Managing Fatigue: There are a number of ways to manage both primary and secondary fatigue. Occupational therapists recommend addressing the secondary sources of fatigue first to reduce or eliminate their effect. Use of planning, pacing, positioning and prioritizing or energy budget management is an effective tool for Primary Fatigue. Since those higher level executive skills are often the very cognitive skills that are challenged in MS it is important to learn how to adapt or accommodate with external aides the way to implement these strategies. Since each person is unique individual with unique needs and challenges it is often useful to use a team approach with a Speech-Language Pathologist and Occupational therapist to address specific needs. 

In Summary:

  • Identify Secondary sources of fatigue and manage them to reduce or eliminate their effect.
  • Learn about Energy Budget Management skills (Planning, Pacing, Positioning and Prioritization) to address the effect of Primary fatigue.
  • Use the expertise of both Speech-language Pathologist and Occupational Therapist to customize a plan for you that works best.

Depression:  Like fatigue, depression can be the invisible “elephant in the room”. Untreated depression can increase fatigue, pain, and cognitive challenges. If you or a loved one thinks you may have untreated depression it is imperative to receive support to improve not only your mood but your ability to function effectively in daily life.
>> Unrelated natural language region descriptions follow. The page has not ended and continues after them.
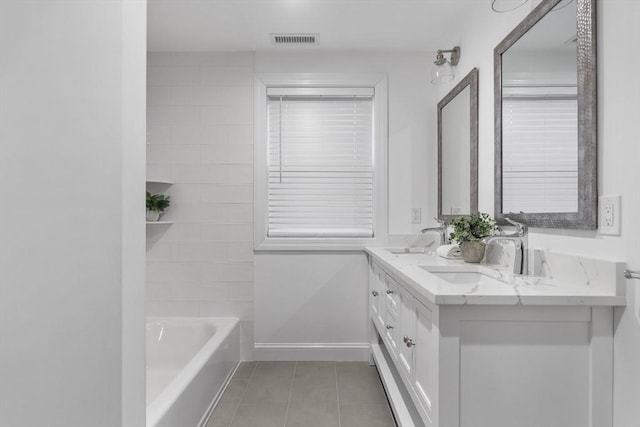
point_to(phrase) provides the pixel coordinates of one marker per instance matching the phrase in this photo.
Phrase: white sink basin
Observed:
(405, 250)
(473, 276)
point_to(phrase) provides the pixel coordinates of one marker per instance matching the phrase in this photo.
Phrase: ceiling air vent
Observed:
(295, 39)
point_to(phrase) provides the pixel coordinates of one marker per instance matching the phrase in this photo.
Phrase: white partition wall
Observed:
(72, 217)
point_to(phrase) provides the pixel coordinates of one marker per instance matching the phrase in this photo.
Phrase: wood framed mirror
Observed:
(546, 118)
(458, 149)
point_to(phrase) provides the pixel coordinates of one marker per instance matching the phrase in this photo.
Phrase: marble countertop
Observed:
(563, 280)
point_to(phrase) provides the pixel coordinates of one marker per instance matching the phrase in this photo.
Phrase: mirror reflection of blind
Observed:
(320, 162)
(539, 150)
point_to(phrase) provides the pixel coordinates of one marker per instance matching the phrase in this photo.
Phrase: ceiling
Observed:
(209, 25)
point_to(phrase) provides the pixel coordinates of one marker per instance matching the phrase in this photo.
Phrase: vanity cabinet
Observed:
(406, 329)
(489, 365)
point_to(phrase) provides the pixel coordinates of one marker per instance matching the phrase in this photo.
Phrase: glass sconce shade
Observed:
(442, 73)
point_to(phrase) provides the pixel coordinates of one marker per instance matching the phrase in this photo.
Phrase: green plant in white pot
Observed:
(156, 205)
(469, 231)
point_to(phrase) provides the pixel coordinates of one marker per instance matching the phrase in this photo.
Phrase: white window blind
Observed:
(539, 152)
(320, 162)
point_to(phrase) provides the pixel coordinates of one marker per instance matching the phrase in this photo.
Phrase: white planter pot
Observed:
(153, 215)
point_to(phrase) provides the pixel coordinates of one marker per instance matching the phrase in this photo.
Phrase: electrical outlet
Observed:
(610, 215)
(416, 215)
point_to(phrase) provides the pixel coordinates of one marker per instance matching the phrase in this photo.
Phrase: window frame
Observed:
(262, 242)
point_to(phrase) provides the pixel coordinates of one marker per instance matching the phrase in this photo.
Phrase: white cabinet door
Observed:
(377, 294)
(392, 331)
(406, 353)
(425, 375)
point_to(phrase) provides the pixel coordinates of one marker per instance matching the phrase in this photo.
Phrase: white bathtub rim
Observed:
(216, 399)
(168, 396)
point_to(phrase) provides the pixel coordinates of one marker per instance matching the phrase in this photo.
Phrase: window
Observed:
(540, 172)
(319, 158)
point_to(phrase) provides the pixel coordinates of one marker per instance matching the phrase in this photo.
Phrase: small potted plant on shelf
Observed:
(156, 205)
(469, 231)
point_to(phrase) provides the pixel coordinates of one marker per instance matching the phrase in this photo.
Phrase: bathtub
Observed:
(189, 361)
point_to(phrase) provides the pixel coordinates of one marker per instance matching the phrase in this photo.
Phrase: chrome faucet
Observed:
(519, 240)
(441, 229)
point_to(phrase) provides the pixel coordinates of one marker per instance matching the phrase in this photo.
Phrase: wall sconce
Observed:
(501, 6)
(442, 70)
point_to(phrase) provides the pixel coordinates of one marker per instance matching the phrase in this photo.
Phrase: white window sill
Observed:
(312, 245)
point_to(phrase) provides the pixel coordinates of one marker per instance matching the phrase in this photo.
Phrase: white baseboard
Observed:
(347, 352)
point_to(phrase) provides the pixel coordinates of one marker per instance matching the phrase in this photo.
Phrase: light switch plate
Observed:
(416, 215)
(609, 215)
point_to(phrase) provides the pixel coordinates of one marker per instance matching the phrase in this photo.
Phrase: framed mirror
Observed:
(545, 118)
(458, 149)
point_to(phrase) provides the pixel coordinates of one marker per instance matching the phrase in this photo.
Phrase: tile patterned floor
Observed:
(303, 394)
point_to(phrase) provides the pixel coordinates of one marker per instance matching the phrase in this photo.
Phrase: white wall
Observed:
(71, 111)
(618, 159)
(200, 135)
(320, 298)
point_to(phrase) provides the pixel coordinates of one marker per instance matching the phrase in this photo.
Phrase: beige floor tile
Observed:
(267, 391)
(226, 408)
(244, 371)
(360, 388)
(313, 415)
(263, 415)
(366, 416)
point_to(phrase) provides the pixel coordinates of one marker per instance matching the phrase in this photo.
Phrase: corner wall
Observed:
(71, 110)
(313, 306)
(618, 159)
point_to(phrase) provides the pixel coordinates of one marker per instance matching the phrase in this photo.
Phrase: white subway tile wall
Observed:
(200, 137)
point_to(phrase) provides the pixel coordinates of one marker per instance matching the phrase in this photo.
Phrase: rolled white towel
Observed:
(449, 251)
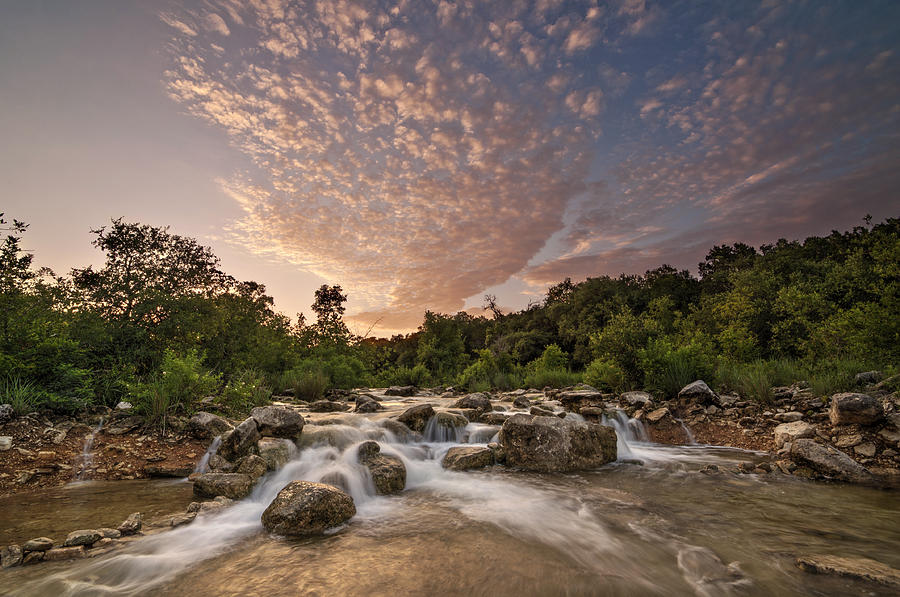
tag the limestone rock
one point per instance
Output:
(552, 444)
(304, 508)
(277, 421)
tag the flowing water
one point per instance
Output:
(656, 528)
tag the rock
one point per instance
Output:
(132, 524)
(828, 461)
(304, 508)
(231, 485)
(849, 408)
(82, 537)
(416, 417)
(239, 441)
(276, 452)
(462, 458)
(204, 425)
(636, 399)
(277, 421)
(788, 432)
(327, 406)
(404, 391)
(868, 378)
(552, 444)
(10, 556)
(658, 415)
(6, 413)
(699, 392)
(38, 544)
(859, 568)
(388, 472)
(478, 401)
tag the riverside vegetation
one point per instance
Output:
(155, 360)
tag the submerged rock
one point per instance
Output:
(461, 458)
(829, 461)
(552, 444)
(388, 472)
(849, 408)
(304, 508)
(277, 421)
(231, 485)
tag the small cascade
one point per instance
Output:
(84, 463)
(203, 465)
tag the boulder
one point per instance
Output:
(204, 425)
(388, 472)
(462, 458)
(304, 508)
(240, 441)
(552, 444)
(82, 537)
(849, 408)
(788, 432)
(132, 524)
(416, 417)
(828, 461)
(231, 485)
(404, 391)
(699, 392)
(479, 402)
(277, 421)
(276, 452)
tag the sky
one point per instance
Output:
(422, 154)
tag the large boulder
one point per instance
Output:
(461, 458)
(828, 461)
(416, 417)
(699, 392)
(204, 425)
(388, 472)
(304, 508)
(849, 408)
(240, 441)
(478, 401)
(230, 485)
(788, 432)
(277, 421)
(404, 391)
(552, 444)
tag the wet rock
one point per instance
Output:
(132, 524)
(276, 452)
(231, 485)
(552, 444)
(327, 406)
(10, 556)
(637, 399)
(388, 472)
(463, 458)
(304, 508)
(788, 432)
(82, 537)
(239, 441)
(859, 568)
(38, 544)
(849, 408)
(828, 461)
(698, 392)
(277, 421)
(404, 391)
(416, 417)
(478, 401)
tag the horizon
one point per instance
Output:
(424, 158)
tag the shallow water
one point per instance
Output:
(658, 529)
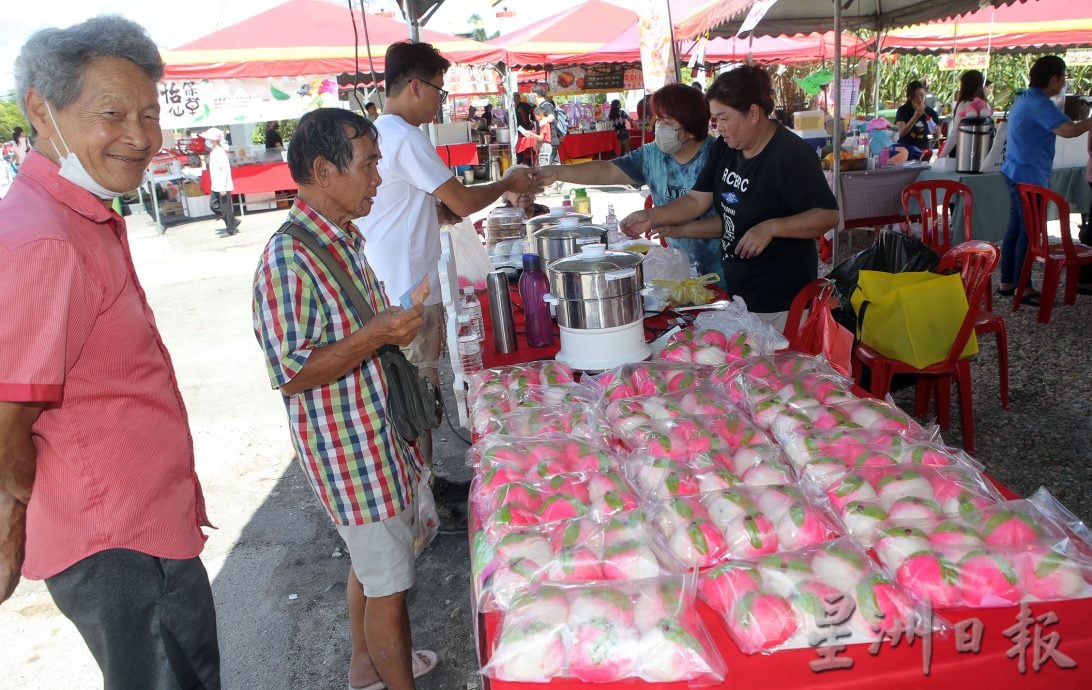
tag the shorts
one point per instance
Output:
(149, 621)
(425, 349)
(382, 552)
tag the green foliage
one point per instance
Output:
(11, 117)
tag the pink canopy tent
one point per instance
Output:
(1036, 24)
(572, 36)
(307, 37)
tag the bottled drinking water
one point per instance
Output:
(614, 235)
(473, 307)
(470, 346)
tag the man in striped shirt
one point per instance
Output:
(96, 460)
(321, 355)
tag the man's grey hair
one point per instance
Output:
(54, 60)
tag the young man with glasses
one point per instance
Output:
(402, 233)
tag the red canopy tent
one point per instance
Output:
(307, 37)
(573, 36)
(1035, 24)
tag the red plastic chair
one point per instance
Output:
(975, 261)
(935, 201)
(1067, 254)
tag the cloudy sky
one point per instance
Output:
(171, 24)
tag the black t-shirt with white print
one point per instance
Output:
(782, 180)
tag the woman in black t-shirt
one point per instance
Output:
(772, 200)
(915, 121)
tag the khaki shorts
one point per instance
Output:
(425, 349)
(382, 552)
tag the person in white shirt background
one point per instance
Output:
(402, 233)
(220, 178)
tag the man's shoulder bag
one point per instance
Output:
(413, 404)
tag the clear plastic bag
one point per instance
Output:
(605, 632)
(647, 378)
(746, 522)
(873, 499)
(791, 598)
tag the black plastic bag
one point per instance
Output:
(891, 252)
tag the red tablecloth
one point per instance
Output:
(261, 177)
(588, 144)
(893, 667)
(459, 154)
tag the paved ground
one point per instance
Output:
(277, 575)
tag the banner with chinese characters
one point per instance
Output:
(467, 80)
(221, 102)
(601, 78)
(654, 35)
(964, 61)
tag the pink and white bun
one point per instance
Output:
(603, 651)
(839, 568)
(898, 544)
(852, 487)
(863, 521)
(630, 560)
(954, 540)
(783, 574)
(724, 507)
(1048, 574)
(525, 545)
(699, 544)
(767, 473)
(802, 526)
(988, 580)
(1010, 528)
(534, 654)
(576, 564)
(930, 578)
(590, 604)
(723, 585)
(903, 485)
(883, 605)
(751, 535)
(914, 509)
(669, 653)
(775, 501)
(762, 621)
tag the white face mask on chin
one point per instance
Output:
(667, 139)
(72, 168)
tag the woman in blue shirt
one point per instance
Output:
(668, 166)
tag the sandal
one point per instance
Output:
(424, 661)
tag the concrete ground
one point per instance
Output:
(274, 560)
(277, 574)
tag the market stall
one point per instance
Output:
(980, 646)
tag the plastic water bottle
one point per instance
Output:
(533, 286)
(610, 223)
(470, 347)
(473, 307)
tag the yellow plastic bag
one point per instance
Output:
(689, 292)
(912, 317)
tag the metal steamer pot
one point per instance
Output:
(557, 241)
(597, 288)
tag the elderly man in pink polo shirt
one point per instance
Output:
(96, 461)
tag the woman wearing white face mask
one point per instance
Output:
(669, 166)
(769, 193)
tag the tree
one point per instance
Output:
(11, 117)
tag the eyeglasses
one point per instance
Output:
(443, 93)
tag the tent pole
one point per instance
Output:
(837, 137)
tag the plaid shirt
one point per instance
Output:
(357, 464)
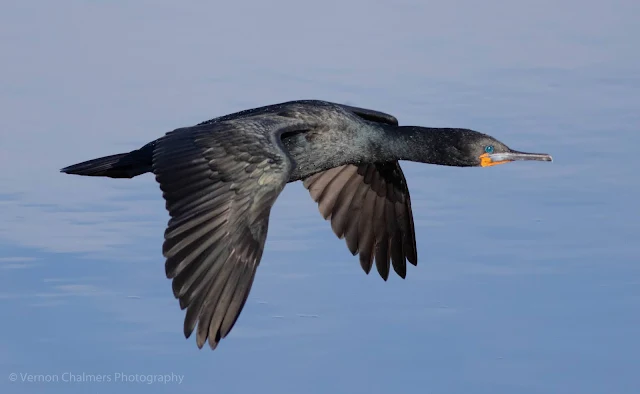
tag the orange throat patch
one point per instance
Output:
(485, 161)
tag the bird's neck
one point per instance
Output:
(421, 144)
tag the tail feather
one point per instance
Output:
(123, 165)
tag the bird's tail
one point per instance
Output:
(123, 165)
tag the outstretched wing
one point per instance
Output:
(369, 205)
(219, 181)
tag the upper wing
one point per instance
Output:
(219, 181)
(372, 115)
(369, 205)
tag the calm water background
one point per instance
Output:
(529, 278)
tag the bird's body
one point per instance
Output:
(221, 177)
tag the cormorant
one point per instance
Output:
(221, 177)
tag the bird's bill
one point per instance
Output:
(487, 160)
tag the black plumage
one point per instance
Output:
(221, 177)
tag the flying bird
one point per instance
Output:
(221, 177)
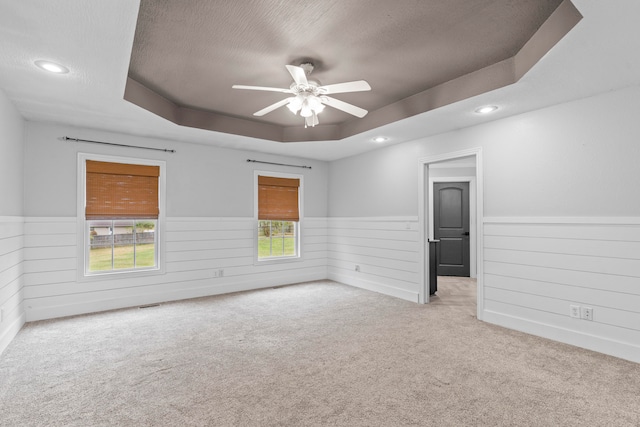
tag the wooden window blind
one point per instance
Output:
(278, 199)
(120, 190)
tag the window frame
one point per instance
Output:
(83, 227)
(299, 225)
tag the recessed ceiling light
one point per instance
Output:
(486, 109)
(52, 67)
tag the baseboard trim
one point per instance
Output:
(208, 288)
(595, 343)
(11, 331)
(374, 287)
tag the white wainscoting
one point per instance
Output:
(11, 278)
(534, 269)
(386, 250)
(196, 249)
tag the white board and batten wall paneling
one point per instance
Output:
(12, 314)
(203, 256)
(535, 269)
(378, 254)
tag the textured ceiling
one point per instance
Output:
(185, 59)
(94, 39)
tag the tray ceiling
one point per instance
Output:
(416, 55)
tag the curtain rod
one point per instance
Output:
(66, 138)
(279, 164)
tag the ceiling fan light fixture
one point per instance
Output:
(295, 104)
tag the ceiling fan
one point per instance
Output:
(310, 97)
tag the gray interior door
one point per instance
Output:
(451, 227)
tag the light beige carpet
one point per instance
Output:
(315, 354)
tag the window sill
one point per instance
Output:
(281, 260)
(113, 275)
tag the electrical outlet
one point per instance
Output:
(574, 311)
(587, 313)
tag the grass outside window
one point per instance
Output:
(121, 245)
(277, 239)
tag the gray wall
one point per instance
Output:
(575, 159)
(202, 181)
(11, 158)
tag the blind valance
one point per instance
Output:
(121, 190)
(278, 198)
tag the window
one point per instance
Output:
(121, 216)
(278, 217)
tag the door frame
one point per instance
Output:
(472, 215)
(423, 222)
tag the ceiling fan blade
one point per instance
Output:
(272, 107)
(298, 74)
(344, 106)
(270, 89)
(357, 86)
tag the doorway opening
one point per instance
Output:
(447, 183)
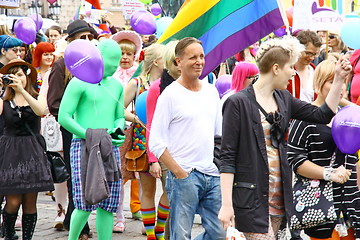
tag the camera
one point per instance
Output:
(6, 79)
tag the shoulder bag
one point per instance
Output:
(57, 165)
(313, 203)
(136, 161)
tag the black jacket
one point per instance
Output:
(243, 152)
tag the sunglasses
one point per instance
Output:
(87, 36)
(16, 50)
(311, 54)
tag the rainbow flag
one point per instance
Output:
(225, 27)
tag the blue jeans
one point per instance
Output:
(198, 193)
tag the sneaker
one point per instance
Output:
(137, 215)
(18, 224)
(59, 225)
(119, 227)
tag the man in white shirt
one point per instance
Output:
(302, 85)
(186, 119)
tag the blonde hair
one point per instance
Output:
(341, 44)
(278, 51)
(151, 53)
(324, 72)
(127, 45)
(169, 53)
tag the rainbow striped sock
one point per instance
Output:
(148, 216)
(163, 212)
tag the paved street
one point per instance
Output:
(47, 211)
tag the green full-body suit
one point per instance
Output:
(86, 105)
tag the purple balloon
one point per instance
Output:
(84, 61)
(25, 30)
(155, 9)
(280, 32)
(37, 20)
(143, 22)
(223, 84)
(346, 129)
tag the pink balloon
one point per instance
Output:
(25, 30)
(84, 61)
(155, 9)
(346, 129)
(37, 20)
(223, 84)
(143, 22)
(280, 32)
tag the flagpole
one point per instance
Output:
(283, 15)
(162, 10)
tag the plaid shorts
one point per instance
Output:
(112, 202)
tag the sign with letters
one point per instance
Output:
(320, 14)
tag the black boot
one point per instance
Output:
(28, 225)
(9, 225)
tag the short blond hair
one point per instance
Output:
(278, 51)
(169, 53)
(324, 72)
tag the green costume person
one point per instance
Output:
(94, 106)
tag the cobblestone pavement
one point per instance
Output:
(47, 211)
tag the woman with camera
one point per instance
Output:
(24, 170)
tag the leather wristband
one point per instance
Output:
(327, 173)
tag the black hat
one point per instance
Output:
(76, 27)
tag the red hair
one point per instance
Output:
(241, 71)
(42, 47)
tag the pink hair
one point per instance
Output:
(241, 71)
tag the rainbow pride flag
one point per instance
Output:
(225, 27)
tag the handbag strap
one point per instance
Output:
(253, 100)
(26, 124)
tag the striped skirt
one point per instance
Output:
(112, 202)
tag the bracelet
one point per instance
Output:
(327, 172)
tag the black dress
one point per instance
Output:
(23, 164)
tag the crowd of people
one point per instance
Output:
(274, 124)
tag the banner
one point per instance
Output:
(320, 15)
(131, 6)
(9, 3)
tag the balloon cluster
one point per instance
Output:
(143, 22)
(26, 28)
(346, 129)
(139, 141)
(140, 106)
(84, 61)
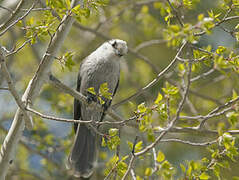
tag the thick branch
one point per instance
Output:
(10, 143)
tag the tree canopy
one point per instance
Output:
(176, 112)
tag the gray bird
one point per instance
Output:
(101, 66)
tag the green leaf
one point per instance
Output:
(183, 168)
(160, 156)
(113, 131)
(142, 108)
(148, 172)
(204, 176)
(103, 143)
(91, 90)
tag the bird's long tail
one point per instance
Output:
(83, 154)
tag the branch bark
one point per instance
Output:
(12, 139)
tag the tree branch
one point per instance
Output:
(20, 103)
(152, 83)
(10, 143)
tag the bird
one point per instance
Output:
(101, 66)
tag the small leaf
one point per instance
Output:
(204, 176)
(91, 90)
(159, 98)
(148, 172)
(113, 131)
(103, 143)
(160, 156)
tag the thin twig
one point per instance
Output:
(189, 142)
(8, 9)
(152, 83)
(56, 118)
(18, 49)
(149, 43)
(129, 167)
(12, 89)
(176, 13)
(172, 123)
(203, 75)
(19, 19)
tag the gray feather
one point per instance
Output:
(101, 66)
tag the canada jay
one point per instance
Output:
(101, 66)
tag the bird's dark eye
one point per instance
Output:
(114, 44)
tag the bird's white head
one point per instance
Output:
(118, 47)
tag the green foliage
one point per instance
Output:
(212, 44)
(117, 165)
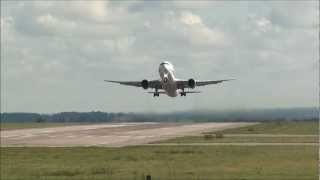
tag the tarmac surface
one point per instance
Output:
(108, 134)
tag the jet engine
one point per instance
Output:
(191, 83)
(145, 84)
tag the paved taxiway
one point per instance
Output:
(108, 134)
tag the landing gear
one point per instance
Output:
(156, 93)
(183, 93)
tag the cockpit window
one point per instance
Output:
(164, 63)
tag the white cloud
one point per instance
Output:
(199, 33)
(62, 44)
(190, 19)
(47, 20)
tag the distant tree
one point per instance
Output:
(40, 120)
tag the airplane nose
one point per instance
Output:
(165, 80)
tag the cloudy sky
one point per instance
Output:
(55, 55)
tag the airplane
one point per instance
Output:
(170, 85)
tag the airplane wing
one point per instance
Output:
(204, 83)
(151, 84)
(185, 83)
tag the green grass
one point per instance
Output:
(198, 162)
(11, 126)
(202, 139)
(278, 128)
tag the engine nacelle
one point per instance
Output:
(145, 84)
(191, 83)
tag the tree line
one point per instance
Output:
(288, 114)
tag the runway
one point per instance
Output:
(108, 134)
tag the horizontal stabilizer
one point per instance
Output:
(160, 92)
(192, 92)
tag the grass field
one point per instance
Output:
(274, 128)
(198, 162)
(253, 139)
(10, 126)
(278, 128)
(175, 162)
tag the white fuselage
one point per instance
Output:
(168, 81)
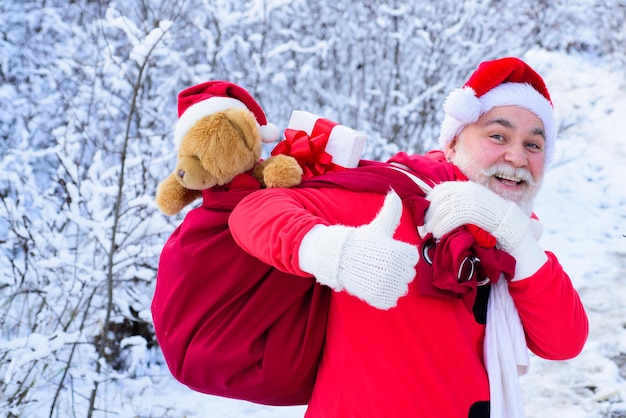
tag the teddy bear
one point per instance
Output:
(219, 135)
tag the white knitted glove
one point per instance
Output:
(365, 261)
(457, 203)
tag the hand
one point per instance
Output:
(365, 261)
(457, 203)
(454, 203)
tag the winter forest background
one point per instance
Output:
(87, 111)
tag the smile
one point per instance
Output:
(509, 180)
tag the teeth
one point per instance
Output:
(511, 178)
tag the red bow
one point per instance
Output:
(309, 150)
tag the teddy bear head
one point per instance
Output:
(220, 134)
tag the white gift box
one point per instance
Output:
(345, 145)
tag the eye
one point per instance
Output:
(534, 146)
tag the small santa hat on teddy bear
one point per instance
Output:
(501, 82)
(211, 97)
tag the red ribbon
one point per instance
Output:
(309, 150)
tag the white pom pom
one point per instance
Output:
(463, 105)
(269, 133)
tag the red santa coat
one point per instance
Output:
(425, 356)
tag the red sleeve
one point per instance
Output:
(229, 324)
(553, 316)
(271, 223)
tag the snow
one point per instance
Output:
(582, 206)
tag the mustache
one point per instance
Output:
(501, 169)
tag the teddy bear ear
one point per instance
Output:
(269, 133)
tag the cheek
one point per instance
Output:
(536, 164)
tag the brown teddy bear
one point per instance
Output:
(219, 135)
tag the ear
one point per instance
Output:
(172, 197)
(245, 124)
(449, 149)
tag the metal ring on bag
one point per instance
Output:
(425, 255)
(472, 260)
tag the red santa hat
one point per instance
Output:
(501, 82)
(204, 99)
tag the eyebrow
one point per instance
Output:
(507, 124)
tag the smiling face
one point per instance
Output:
(503, 150)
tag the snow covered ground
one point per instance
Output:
(583, 210)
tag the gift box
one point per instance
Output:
(345, 145)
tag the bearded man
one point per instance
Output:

Depression, like fatigue, is not a function of a “failing” to perform but the direct effect of the MS disease process of inflammation and immune sensitivity. 

Strategies for Management:

  • Put together a healthcare team that knows about Mood and Depression.
  • Reduce stress in your daily life.
  • Exercise daily
  • Maintain social networks
  • Acknowledge and be proactive about your feelings and symptoms.

Conclusion

Cognitive challenges are a common symptom in MS (up to 65% of people), but can be overcome using a variety of approaches.

If your cognition concerns you or a loved one it is important to be proactive and seek help from a healthcare professional to address it.  There may be some very simple and practical approaches that will improve your skills to an acceptable level of independence and efficiency for you.